TRITT EIN, WENN DU MUT HAST.
NUR GEGEN BARZAHLUNG.
    Ein Windstoß rüttelte an der Laterne. Jenna erschauderte. Was wollte sie hier? Die Liste der verbotenen Gassen, die sie vor langer Zeit auswendig gelernt hatte, kam ihr wieder in den Sinn, und ihr wurde mulmig zumute, als sie erkannte, dass sie in Messer-Meckis Schlupf gelaufen war und nun auch noch vor der berüchtigten Schicksalskiste stand, die vor einigen Jahren für große Aufregung gesorgt hatte, als ein Aufgebot von Zauberern unter Führung der Außergewöhnlichen Zauberin höchstpersönlich das Etablissement ausgeräuchert und geschlossen hatte.
    Jedem Kind aus den Anwanden war bekannt, dass die Schicksalskiste am Ende des Schlupfs lag, und Jenna, die ebenfalls sehr wohl wusste, dass der Schlupf eine Sackgasse war, begriff, dass sie kehrtmachen und den Weg, den sie gekommen war, zurücklaufen musste. Der Gedanke erschreckte sie, und sie verspürte nicht die geringste Lust dazu. Die Laterne quietschte, und Regen spritzte ihren Mantel nass. Eine merkwürdige Benommenheit befiel sie, und sie schüttelte den Kopf, um wieder klar denken zu können.
    Gerade als sie den Mut fasste, durch den Schlupf zurückzulaufen, hörte sie trommelnde Schritte. Sie erstarrte. Die Schritte kamen in ihre Richtung. Sie trat in den Schatten der Schicksalskiste und drückte sich in der Hoffnung, unbemerkt zu bleiben, dicht an die Wand.
    Zu ihrer großen Erleichterung war es Beetle, der schlitternd um die Ecke flitzte.

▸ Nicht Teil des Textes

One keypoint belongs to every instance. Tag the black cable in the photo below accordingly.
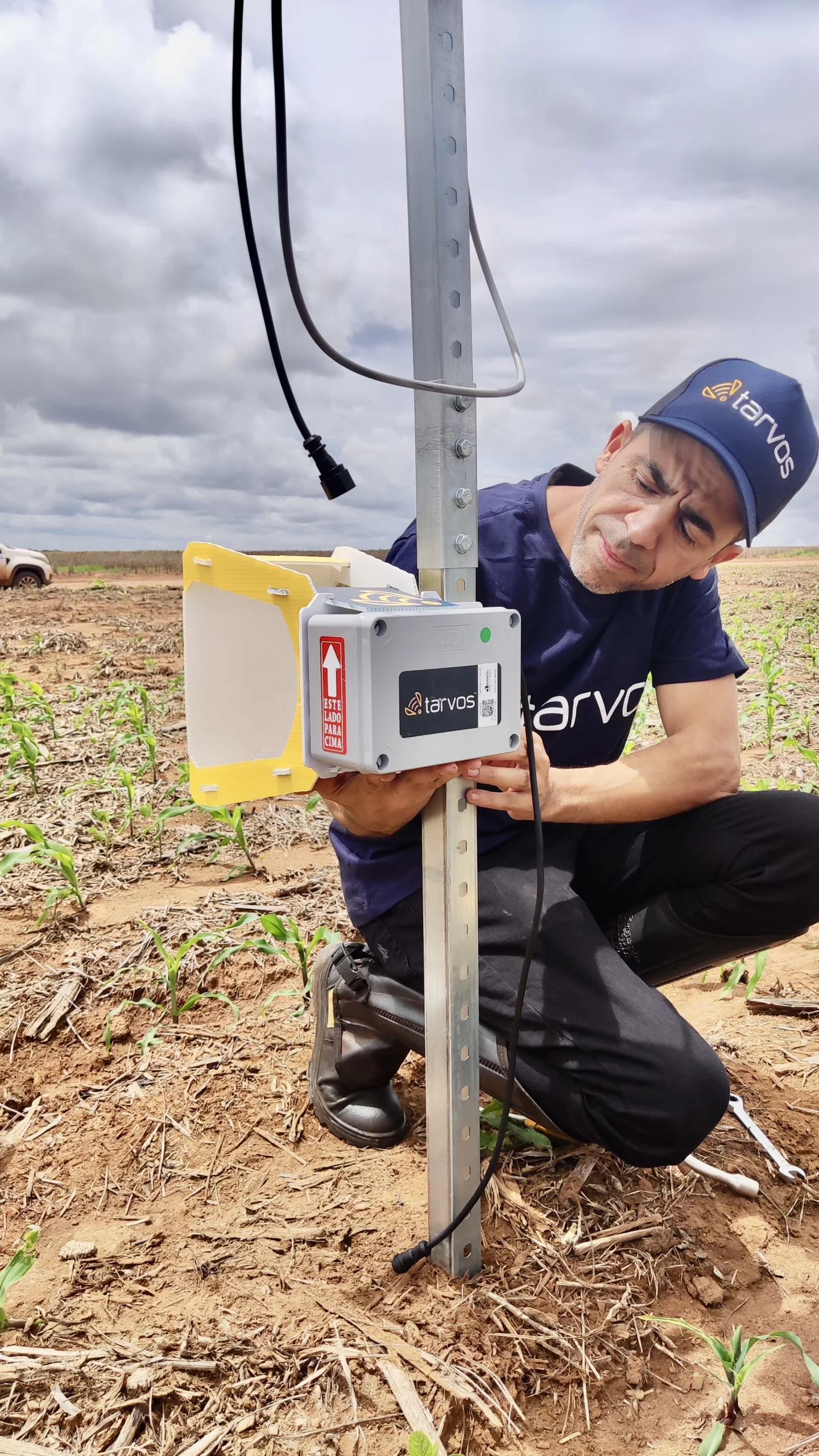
(423, 1250)
(336, 479)
(433, 386)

    »Jenna!«, keuchte er, nicht minder erleichtert, sie zu sehen. »Warum bist du weggerannt? Was willst du denn hier?«
    »Ich ... ich weiß es nicht.« Und so war es. Jenna wusste es wirklich nicht. Sie kam sich vor, als wäre sie soeben aus einem seltsamen Traum erwacht.

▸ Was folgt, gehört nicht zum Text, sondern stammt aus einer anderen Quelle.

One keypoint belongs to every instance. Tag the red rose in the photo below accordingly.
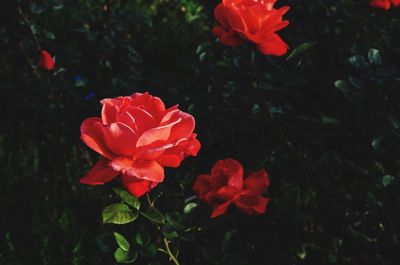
(225, 186)
(137, 137)
(45, 60)
(385, 4)
(251, 20)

    »Machen wir, dass wir hier wegkommen«, schlug Beetle vor und schaute sich unbehaglich um. »Wir müssen den Weg zurück, den wir gekommen sind. Gleich hinter der Ecke ist die Gasse zu Ende, und dort möchte ich auf keinen Fall hin.«
    »Ich weiß«, sagte Jenna. »Ich weiß.«
    Beetle marschierte zügig los, und Jenna wollte ihm hinterher – aber sie kam nicht von der Stelle. Sie drehte sich um und sah nach, ob ihr Mantel sich vielleicht irgendwo verfangen hatte, aber er hing frei an ihr herunter. Sie zupfte an ihrem langen Kleid, das ganz mit Schlamm bespritzt war, wie sie erschrocken feststellte, doch auch das Kleid hatte sich nirgends verhakt. Sie kämpfte gegen die aufkommende Panik an und hob zuerst den einen, dann den anderen Fuß – keiner klebte fest. Aber als sie einen neuerlichen Versuch unternahm, Beetle zu folgen, kam sie nicht vom Fleck.

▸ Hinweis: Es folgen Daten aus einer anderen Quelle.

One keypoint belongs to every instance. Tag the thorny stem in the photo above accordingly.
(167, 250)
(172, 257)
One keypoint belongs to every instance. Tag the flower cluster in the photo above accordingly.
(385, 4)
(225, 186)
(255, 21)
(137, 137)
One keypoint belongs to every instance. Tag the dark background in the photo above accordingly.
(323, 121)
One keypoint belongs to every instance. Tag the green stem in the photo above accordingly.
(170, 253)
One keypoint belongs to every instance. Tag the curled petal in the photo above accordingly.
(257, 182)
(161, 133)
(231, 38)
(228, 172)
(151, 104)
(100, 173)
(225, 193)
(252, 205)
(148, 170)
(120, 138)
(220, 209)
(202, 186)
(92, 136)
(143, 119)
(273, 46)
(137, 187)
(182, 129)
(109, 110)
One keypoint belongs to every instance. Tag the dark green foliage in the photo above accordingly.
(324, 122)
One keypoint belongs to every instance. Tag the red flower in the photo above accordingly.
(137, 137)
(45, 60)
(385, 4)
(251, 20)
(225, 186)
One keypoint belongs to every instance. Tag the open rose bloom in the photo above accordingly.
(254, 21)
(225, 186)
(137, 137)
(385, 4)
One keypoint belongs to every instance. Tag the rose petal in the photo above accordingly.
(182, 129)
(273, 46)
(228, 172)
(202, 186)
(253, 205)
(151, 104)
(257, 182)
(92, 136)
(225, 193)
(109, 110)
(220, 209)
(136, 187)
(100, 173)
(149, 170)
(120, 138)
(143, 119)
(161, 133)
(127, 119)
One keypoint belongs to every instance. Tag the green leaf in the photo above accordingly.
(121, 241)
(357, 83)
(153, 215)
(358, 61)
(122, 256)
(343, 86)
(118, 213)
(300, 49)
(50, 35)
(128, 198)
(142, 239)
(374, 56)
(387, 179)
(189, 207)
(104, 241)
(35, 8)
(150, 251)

    In dem Moment verlor Jenna den Kampf gegen die aufkommende Panik. »Beetle!«, schrie sie. »Beee...tle!« Doch zu ihrem Entsetzen kam kein Laut aus ihrem Mund. Mit einem Zischen erlosch die Laterne über ihr, und Dunkelheit legte sich um sie.
    Beetle war noch nicht weit gekommen, als er bemerkte, dass Jenna nicht hinter ihm war. Er wurde zornig – was sollte das nun wieder?